Hello, I am writing an RNA-seq manuscript with a fellow lab member. I did everything except the bioinformatics. We have seven different tissues and three biological replicates for each, so a total of 21 libraries. We are comparing four of the tissues for a specific analysis. For this analysis, she normalized the counts of those 12 libraries (excluded the 9 others) and then identified DEGs. I suggested that she normalize all the libraries together, and then identify DEGs by doing contrast between all the libraries in the specific analysis (so the 12 libraries in this case).
She did both analyses and found that when comparing for example tissue A to tissue B, 1,221 (79%) genes were identified as upregulated by both normalization methods, 257 (16.6%) were identified by subset-sample-based (i.e., only the 12 libraries) normalization, and 67 (4.3%) were only identified by all-sample-based normalization. And she argues that "by normalizing with the samples/libraires of interest, we were able to identify more DEGs, which covered 94.5% of the DEGs identified by all-sample-based normalization. So, if we report subset-sample-based normalization results, we are missing 5% DEGs that can be identified otherwise; if we report all-sample-based normalization results, we are missing 17% DEGs that would be reported otherwise."

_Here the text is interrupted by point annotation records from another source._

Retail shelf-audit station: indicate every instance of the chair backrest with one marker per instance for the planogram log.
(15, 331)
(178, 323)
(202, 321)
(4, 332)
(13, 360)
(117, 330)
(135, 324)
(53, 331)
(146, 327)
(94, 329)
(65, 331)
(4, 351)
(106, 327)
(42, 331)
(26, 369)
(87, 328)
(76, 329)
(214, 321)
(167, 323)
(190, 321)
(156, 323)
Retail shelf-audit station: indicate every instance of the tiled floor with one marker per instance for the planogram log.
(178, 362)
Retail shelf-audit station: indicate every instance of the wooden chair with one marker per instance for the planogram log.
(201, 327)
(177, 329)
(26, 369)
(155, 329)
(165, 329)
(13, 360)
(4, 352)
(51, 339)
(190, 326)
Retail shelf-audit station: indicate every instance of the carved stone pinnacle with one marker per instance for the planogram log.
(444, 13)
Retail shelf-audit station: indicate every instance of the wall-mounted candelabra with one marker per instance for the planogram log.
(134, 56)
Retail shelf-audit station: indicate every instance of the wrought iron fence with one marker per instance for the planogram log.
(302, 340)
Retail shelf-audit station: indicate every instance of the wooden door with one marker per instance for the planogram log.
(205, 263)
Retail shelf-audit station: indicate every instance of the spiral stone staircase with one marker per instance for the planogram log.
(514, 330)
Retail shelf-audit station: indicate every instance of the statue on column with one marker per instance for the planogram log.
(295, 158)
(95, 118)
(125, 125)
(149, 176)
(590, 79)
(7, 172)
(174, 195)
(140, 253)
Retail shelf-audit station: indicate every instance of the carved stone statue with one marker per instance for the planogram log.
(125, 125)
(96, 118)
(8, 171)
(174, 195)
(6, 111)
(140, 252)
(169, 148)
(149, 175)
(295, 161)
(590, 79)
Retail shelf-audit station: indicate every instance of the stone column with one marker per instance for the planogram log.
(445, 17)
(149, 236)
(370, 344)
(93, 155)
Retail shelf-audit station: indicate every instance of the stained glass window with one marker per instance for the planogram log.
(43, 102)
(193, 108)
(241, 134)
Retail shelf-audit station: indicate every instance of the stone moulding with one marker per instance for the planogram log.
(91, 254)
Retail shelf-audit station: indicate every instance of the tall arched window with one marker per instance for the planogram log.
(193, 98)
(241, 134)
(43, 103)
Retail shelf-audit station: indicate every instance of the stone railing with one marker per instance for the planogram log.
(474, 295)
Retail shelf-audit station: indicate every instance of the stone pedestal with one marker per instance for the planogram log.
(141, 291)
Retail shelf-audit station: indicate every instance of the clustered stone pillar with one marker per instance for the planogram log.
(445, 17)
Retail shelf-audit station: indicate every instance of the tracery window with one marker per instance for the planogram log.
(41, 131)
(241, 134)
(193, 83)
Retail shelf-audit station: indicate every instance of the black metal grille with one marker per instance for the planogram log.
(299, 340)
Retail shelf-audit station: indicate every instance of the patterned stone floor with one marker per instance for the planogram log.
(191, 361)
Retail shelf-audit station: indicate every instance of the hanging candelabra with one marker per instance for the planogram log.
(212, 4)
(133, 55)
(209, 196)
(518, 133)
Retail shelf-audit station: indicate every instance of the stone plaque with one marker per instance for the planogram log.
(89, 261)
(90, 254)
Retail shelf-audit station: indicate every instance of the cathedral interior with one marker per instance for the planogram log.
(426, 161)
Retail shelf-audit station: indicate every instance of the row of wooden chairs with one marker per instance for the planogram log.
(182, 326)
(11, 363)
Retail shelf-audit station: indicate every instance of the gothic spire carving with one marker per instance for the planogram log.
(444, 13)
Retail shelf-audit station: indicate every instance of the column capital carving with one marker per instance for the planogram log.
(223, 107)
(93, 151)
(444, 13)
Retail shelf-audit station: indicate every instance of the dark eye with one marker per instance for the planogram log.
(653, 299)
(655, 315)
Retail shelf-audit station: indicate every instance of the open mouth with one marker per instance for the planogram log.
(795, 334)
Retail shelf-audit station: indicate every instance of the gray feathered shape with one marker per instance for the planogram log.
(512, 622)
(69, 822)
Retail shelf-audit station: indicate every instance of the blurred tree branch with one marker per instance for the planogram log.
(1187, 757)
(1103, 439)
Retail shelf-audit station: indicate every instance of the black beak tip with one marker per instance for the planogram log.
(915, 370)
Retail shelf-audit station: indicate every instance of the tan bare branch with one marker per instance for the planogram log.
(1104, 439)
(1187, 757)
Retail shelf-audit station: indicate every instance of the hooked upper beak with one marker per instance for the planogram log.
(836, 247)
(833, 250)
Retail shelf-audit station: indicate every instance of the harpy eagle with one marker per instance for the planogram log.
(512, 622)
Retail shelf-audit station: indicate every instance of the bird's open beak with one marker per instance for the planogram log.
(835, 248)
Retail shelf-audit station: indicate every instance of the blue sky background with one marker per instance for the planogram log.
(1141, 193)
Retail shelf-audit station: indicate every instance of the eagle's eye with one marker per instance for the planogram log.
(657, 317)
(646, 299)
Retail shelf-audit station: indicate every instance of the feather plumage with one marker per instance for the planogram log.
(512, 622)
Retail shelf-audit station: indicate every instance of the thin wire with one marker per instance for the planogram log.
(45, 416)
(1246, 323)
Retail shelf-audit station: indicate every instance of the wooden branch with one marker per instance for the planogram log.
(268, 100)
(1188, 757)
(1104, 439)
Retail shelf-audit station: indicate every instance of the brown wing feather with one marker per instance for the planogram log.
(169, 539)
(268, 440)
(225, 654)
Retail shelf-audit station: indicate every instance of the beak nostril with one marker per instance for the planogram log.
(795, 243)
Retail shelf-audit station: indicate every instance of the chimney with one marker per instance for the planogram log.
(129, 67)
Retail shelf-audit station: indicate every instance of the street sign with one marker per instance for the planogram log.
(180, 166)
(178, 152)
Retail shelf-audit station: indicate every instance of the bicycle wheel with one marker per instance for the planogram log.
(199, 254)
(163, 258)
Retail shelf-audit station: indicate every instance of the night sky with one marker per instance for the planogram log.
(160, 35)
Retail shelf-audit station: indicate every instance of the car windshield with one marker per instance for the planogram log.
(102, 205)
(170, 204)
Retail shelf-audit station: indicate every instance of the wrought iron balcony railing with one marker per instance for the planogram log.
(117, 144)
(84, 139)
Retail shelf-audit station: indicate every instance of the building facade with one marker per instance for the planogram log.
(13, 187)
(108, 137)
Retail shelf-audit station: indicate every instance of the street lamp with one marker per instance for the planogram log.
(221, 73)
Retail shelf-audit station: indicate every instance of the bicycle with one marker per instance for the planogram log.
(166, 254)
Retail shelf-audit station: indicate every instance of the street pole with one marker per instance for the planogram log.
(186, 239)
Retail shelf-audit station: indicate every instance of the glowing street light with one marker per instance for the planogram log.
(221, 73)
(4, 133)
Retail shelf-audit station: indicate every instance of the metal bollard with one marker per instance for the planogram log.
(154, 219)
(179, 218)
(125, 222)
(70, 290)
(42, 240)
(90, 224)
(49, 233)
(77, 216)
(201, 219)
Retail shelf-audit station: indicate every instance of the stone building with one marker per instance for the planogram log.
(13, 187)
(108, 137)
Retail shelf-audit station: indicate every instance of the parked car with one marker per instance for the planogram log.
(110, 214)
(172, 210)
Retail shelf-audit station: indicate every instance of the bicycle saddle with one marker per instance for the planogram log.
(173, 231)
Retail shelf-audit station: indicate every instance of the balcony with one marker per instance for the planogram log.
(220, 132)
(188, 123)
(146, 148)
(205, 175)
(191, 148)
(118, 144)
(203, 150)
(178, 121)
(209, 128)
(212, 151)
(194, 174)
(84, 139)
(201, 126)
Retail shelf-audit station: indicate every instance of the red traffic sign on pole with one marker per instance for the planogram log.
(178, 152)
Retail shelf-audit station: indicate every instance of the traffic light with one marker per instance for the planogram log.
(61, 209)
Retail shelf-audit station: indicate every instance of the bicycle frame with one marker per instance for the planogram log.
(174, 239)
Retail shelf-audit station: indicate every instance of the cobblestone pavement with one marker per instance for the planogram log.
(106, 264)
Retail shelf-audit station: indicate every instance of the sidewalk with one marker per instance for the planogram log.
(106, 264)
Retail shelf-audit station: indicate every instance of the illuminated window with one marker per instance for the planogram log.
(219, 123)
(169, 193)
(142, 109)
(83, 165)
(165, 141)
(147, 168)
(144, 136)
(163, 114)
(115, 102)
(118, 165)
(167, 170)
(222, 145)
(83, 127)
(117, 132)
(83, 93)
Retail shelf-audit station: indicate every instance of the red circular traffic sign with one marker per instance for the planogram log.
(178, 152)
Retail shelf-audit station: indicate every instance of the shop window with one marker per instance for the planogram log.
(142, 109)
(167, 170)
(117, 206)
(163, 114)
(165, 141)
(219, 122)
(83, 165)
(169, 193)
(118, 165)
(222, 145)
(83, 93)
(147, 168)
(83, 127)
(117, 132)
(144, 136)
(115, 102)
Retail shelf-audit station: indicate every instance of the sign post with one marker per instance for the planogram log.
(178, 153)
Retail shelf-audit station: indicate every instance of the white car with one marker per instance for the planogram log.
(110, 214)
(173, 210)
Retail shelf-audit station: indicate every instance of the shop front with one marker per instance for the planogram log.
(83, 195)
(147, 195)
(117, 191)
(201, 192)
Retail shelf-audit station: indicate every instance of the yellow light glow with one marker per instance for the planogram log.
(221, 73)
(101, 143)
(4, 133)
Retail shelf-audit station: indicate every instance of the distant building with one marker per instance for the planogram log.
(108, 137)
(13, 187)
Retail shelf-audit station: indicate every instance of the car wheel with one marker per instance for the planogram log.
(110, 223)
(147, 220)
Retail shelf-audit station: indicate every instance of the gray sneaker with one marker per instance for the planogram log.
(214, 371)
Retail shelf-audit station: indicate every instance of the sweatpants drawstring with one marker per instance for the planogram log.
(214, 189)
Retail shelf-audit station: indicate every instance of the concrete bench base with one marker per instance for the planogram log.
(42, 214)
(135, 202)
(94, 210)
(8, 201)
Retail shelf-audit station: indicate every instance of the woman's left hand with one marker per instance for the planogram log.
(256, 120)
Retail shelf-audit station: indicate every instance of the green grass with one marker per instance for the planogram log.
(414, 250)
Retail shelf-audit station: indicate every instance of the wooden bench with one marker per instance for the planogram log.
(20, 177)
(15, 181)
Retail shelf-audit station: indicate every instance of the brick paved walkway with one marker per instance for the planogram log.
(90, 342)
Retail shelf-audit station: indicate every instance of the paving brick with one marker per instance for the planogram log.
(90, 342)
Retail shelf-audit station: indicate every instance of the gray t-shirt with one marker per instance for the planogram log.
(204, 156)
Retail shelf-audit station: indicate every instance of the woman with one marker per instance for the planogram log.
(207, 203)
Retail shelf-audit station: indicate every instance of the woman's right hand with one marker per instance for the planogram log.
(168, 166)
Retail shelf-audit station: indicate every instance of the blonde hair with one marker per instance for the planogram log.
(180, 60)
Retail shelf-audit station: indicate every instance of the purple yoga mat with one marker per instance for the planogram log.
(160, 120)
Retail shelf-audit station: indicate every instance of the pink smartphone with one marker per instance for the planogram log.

I think that the DEGs identified only by subset-sample-based normalization are likely not real DEGs because they are likely expressed in multiple tissues. The samples we included are not all the tissues in the plant we used, but the more tissues the more complete the picture, correct?
Using the number of DEGs as proof of method efficacy is not necessarily a good idea. For example, you get less DEGs with log fold shrinkage, but this is due to the reduction of bias for genes with lower counts to have higher log fold changes.
As part of estimating the variance of a gene, a component of that variance is calculating using all samples, which often results in having more accurate variance estimates the more samples you include. You could be getting less DEGs for example because more accurate variance estimates are removing false positives.
The ideal workflow would be using all samples in the model, use log fold shrinkage when using the DEGs, and setting a fold change threshold when making the contrast. This will generally result in the highest quality data. Exceptions to this would be if the samples are from vastly different sources where the counts are expected to be very different for most genes.
As a side note, if you haven't done so, run a PCA analysis just to make sure samples are separating as expected. Another case could be that outlying samples are reducing your power to detect DEGs with the full dataset.
Thank you; this is very helpful.
We did a PCA and the samples separated as expected by tissue.